"Herhaaldelijk is voorgekomen dat in de Rotterdamse en Amsterdamse haven op een vergadering van honderden mensen de voorstellen van de bestuurders niet werden overgenomen. De bestuurders zeiden dan dat er een referendum moest worden gehouden, omdat zij die er niet waren het waarschijnlijk met de bestuurders eens zouden zijn. En bij een referendum, zo werd gezegd, kunnen vader en moeder thuis rustig overleggen, zonder druk van anderen, of ze wel of niet akkoord gaan met de voorstellen van de vrijgestelde bestuurders.

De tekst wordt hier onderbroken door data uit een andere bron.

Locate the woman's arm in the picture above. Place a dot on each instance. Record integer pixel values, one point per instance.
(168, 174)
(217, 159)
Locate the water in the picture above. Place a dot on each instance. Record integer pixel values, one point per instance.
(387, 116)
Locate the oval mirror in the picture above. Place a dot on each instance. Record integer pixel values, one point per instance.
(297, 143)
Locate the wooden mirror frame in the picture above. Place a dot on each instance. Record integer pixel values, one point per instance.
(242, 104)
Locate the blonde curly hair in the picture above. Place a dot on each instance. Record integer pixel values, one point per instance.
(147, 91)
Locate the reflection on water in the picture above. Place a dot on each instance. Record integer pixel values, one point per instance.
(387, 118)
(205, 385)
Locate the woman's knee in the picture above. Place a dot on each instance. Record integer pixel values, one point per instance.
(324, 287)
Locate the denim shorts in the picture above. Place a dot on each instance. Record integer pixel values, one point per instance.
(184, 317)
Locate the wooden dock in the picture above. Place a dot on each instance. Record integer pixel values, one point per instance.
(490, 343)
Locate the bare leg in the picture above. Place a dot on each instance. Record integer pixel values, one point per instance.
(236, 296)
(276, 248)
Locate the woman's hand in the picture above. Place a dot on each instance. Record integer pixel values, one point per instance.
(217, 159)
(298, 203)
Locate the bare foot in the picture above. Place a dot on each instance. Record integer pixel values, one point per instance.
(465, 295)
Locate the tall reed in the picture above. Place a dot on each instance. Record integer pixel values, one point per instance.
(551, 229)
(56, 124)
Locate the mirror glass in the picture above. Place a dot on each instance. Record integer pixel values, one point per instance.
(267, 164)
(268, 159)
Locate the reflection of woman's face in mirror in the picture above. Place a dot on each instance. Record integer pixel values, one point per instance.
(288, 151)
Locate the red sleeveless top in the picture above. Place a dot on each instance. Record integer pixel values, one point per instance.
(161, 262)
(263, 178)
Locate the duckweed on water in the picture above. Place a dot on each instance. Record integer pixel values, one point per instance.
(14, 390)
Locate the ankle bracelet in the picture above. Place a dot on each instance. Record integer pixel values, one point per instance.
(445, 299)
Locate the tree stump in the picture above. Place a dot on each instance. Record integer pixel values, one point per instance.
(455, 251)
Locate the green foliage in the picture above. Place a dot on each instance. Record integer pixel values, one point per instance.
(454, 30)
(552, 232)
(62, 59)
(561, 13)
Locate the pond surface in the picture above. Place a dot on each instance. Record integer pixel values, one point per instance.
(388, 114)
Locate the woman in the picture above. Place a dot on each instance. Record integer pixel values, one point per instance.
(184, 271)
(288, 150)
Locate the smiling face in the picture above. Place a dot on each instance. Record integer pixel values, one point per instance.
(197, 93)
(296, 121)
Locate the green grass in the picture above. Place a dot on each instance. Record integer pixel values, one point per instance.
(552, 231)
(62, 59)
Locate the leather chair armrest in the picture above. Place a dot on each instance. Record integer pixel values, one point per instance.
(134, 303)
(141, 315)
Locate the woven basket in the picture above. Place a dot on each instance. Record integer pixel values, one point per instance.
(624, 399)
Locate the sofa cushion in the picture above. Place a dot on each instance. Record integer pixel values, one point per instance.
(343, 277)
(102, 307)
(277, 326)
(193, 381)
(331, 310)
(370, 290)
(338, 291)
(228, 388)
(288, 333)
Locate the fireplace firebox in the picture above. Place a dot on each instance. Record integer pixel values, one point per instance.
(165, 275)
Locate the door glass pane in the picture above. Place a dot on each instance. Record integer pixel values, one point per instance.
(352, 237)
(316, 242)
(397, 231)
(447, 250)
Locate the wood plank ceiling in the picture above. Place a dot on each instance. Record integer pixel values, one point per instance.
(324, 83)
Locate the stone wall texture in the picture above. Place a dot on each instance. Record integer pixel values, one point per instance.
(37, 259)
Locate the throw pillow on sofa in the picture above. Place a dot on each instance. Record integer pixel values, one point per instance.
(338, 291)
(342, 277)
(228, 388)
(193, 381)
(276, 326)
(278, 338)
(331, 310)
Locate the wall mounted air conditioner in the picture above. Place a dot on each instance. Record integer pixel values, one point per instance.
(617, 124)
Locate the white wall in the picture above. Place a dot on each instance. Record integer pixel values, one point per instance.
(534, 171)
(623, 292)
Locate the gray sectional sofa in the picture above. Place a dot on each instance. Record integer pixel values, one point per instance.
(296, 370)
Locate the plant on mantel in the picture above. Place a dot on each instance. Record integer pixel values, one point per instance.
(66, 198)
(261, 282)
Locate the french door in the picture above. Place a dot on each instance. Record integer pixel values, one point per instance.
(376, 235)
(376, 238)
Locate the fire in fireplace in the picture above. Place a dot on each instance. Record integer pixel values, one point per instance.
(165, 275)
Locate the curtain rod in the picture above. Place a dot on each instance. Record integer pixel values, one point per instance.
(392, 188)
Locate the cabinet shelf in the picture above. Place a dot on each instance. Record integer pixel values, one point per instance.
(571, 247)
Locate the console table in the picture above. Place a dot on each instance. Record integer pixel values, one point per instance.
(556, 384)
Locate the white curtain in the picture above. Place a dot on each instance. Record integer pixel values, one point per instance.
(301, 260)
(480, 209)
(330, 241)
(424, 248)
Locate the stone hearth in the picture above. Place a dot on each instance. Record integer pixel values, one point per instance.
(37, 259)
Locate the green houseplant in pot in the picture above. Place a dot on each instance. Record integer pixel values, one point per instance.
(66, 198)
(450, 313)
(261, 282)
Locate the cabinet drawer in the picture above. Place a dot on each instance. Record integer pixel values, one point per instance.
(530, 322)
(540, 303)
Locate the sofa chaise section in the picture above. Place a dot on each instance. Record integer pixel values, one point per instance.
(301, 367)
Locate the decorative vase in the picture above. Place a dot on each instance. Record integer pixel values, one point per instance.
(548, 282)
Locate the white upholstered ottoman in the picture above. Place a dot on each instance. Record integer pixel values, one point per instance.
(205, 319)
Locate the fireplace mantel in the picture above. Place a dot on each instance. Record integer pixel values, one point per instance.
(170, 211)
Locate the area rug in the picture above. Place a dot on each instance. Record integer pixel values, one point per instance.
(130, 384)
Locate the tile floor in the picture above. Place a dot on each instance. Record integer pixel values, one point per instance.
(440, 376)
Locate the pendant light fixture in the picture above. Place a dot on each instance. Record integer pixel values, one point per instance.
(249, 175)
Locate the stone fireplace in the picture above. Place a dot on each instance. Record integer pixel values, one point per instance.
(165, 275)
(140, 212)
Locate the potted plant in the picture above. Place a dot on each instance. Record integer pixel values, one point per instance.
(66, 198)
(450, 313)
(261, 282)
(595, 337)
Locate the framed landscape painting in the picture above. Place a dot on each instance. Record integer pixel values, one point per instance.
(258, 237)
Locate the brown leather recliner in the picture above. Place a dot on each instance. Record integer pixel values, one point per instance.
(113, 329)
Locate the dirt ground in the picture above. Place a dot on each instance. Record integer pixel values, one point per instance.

Het regelen van vakbondszaken als de samenstelling van besturen en de besluitvorming over de cao-akkoorden per advertentie of referendum komt neer op verkrachting van de democratie. De mening van de leden, die niet zonder discussie op vergaderingen gevormd en tot gelding kan komen, wordt hiermee in feite buiten spel gezet. Het maakt de vakbeweging tot verlengstuk van politieke intriges en moet wel bijdragen tot een grotere vervreemding tussen de leiding van de vakbeweging en de massa van de leden in de bedrijven en tast de werfkracht van de vakbeweging onder de ongeorganiseerden aan.
Dit alles maakt duidelijk dat men het niet georganiseerd zijn niet alleen de ongeorganiseerden kan verwijten. Het ligt ook aan de toestand en het optreden in de vakbeweging zelf. Daarom is ook de strijd voor herstel van de democratie een hoofdvraagstuk in de vakbeweging. Iedereen die het goed meent met de vakbeweging is verplicht de strijd voor het herstel van de democratie te voeren. De toestand zoals die nu is doet afbreuk aan het gezag en het imago van de vakbeweging."
Fre Meis, 40 jaar actie. Uitgeverij Xeno, 1987.